Sim, a convivência dos muçulmanos em Portugal parece pacífica, tal como o era na Alemanha no tempo em que a sua quantidade de muçulmanos no país ainda era irrelevante em termos de percentagem populacional. Os Estados Unidos, que têm tantos muçulmanos como a Alemanha teve um comportamento diferente na política de imigração; a mesma USA faz pressão sobre a Europa para que deixe entrar os turcos!
Naturalmente que os pobres e com eles muitos emigrantes têm dificuldades numa sociedade competitiva; o problema turco/árabe na Europa está nos seus Guetos. Querem aproveitar o máximo da sociedade empenhando-se menos. Têm certas características comuns à raça cigana (ambas culturas nómadas) e por isso têm problemas e criam problemas às culturas sedentárias!
Quanto aos dados estatísticos não há critérios aferidos para se fazer uma comparação. Por outro lado a preocupação dos políticos em Portugal no que diz respeito à formação é diferente à da Alemanha ou das nações fortes. A Alemanha está preocupada em dar uma formação sólida a todos os seus habitantes porque sabe que da formação surge o desenvolvimento; Portugal, por seu lado, está a fazer o contrário: proletariza a formação escolar e desce cada vez mais os critérios de exigências aos alunos. Enquanto a Alemanha está preocupada em formar técnicos que enriqueçam o país, Portugal, isto é as elites preferem um povo incapaz de argumentar para as deixar viver em paz; para o governo basta-lhe que o povo se arranje e se emigrar não há problema porque a sua saudade os fará mandar as remessas de dinheiro para Portugal e assim continuar a manter uma mentalidade parasitária encostada à administração e ao Estado. Portugal tem população mas ainda não tem povo, tal como acontece no Brasil, Moçambique, Angola, etc. Por isso é fácil para as elites fazer o que querem.

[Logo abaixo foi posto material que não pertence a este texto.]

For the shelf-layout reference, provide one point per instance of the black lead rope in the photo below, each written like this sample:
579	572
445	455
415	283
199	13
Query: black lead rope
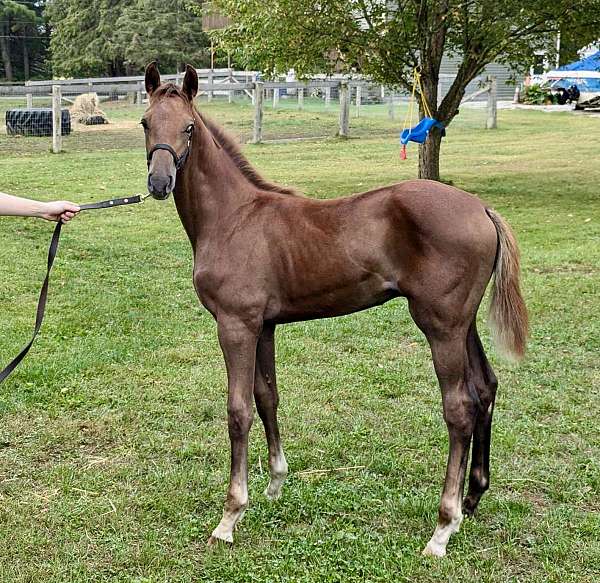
39	318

Naturalmente que um país quanto mais tem mais egoísta se torna. Facto é que ciganos e outros não procuram os países onde o Estado não é providencial e onde não haja um mínimo de respeito pelos pobres. A sua cultura não se orienta para o trabalho e têm outros critérios de vida e de valores que muitas vezes contradizem os dos autóctones.
O maior problema está no facto de diferentes povos terem diferentes conceitos de economia e de se arranjar economicamente cada um à sua maneira.

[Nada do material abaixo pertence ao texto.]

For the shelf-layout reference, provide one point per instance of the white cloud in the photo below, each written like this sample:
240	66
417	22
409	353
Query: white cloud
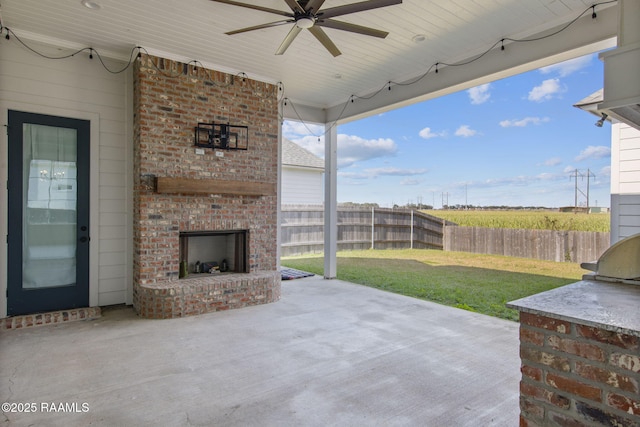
479	94
465	131
352	149
523	122
376	172
545	91
594	152
427	133
410	181
391	171
553	161
567	67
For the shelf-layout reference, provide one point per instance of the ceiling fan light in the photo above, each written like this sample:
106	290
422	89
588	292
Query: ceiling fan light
305	22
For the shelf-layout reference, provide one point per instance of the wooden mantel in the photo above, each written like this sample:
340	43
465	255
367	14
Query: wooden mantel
169	185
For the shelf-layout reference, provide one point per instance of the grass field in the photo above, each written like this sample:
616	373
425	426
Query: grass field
539	220
475	282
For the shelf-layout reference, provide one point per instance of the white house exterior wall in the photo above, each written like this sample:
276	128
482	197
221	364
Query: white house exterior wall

Os políticos deixaram-se levar nos anos 60 e sequentes pelas promessas das multinacionais, tal como hoje se deixam levar pela sua nova estratégia turbocapitalista a nível global.
Os políticos europeus cometeram o erro de atraiçoar os interesses do povo a longo prazo e agora o povo tem que aguentar os estilhaços que as elites deixam no povo e nas nações.
Este assunto é muito importante o problema é que é utilizado para a defesa de ideologias e de preconceitos formados!
Escrevi tudo a correr pois devido à escrita que continuamente tenho entre mãos não me permite tempo para correcções ou aferimento de ideias.